Ngoia Pollard attended school at Papunya, and worked at the mission kitchen there. She married Jack Tjampitjinpa and they moved to Kintore, and then on to Mount Liebig (now Amundurrngu Outstation) which at that time was unoccupied, about fifty kilometres west of Haasts Bluff. It was one of many outstations established by people from Papunya in the 1970s. Ngoia Pollard and Jack had five children. Jack died in 1988; in 2008 Ngoia was still living at Mount Liebig. She died in 2022.

== Art ==

=== Background ===
Contemporary Indigenous art of the western desert began when Indigenous men at Papunya began painting in 1971, assisted by teacher Geoffrey Bardon. Their work, which used acrylic paints to create designs representing body painting and ground sculptures, rapidly spread across Indigenous communities of central Australia, particularly following the commencement of a government-sanctioned art program in central Australia in 1983. By the 1980s and 1990s, such work was being exhibited internationally. The first artists, including all of the founders of the Papunya Tula artists' company, had been men, and there was resistance amongst the Pintupi men of central Australia to women painting.

However, there was a desire among many women to participate, and in the 1990s large numbers of them began to create paintings. In the western desert communities such as Kintore, Yuendumu, Balgo, and on the outstations, people were beginning to create art works expressly for exhibition and sale.

=== Career ===
Ngoia Pollard began her contemporary artistic career by assisting her husband, who painted with Papunya Tula artists for several years prior to his death. In 1997, Ngoia Pollard began painting independently, and in 2004 won the first prize in a central Australian painting competition supported by the region's major newspaper, the Centralian Advocate. In 2006, Ngoia Pollard won the painting prize in the National Aboriginal & Torres Strait Islander Art Awards, with her work Swamps west of Nyirripi. Another of her works painted in the same year, and carrying the same title, was acquired by the Art Gallery of South Australia. 2006 was also marked by an artist's residency in Copenhagen, shared with fellow Indigenous artist Lilly Kelly Napangardi, whom she had known since they attended school together in the 1960s.

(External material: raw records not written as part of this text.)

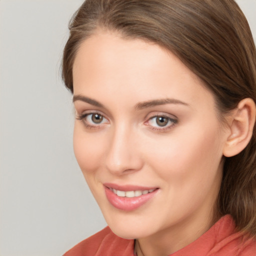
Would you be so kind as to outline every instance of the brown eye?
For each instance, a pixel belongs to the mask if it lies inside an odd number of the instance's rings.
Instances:
[[[92,114],[91,118],[94,124],[100,124],[103,120],[103,116],[101,114]]]
[[[164,126],[167,125],[169,122],[169,119],[164,116],[157,116],[156,122],[157,124],[160,126]]]

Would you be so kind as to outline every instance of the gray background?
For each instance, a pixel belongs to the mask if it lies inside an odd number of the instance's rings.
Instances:
[[[76,162],[59,75],[82,0],[0,0],[0,256],[60,256],[106,225]],[[256,38],[256,0],[238,2]]]

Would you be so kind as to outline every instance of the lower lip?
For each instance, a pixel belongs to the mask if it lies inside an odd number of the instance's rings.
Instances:
[[[142,194],[140,196],[126,198],[118,196],[110,188],[105,187],[105,192],[109,202],[116,208],[126,211],[135,210],[141,206],[154,196],[158,190],[156,189],[151,193]]]

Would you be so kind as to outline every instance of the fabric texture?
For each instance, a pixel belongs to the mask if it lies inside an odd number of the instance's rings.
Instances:
[[[82,242],[64,256],[134,256],[134,240],[114,234],[107,226]],[[256,256],[256,241],[235,231],[226,215],[198,239],[169,256]]]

Collections holding her works include the National Gallery of Australia. She has had solo exhibitions with private galleries in Sydney and Perth.

Western Desert artists such as Ngoia Pollard frequently paint particular 'dreamings', or stories, for which they have personal responsibility or rights. Many of Ngoia's works relate to the region of Yamunturrngu, or Mount Liebig, in the country to the west of Haasts Bluff; this is her father's country:
...infused with the spiritual power of the narrative of the watersnake. This snake lives in the swamps and lakes near Nyrippi (Talarada), unoccupied 'dangerous territory' north west of Mt. Liebig. The transcendental calm of her paintings, with their drifts of monochrome clouds of dots, belie the danger of the land and its creatures that they depict.

Her works are often characterised by the use of oval shapes representing swamps and lakes. Her palette is usually black and white, though red may be used to highlight oval forms. The dotted forms represent the ground cracking as water dries up. Other themes in her work include the sand hills of the desert country.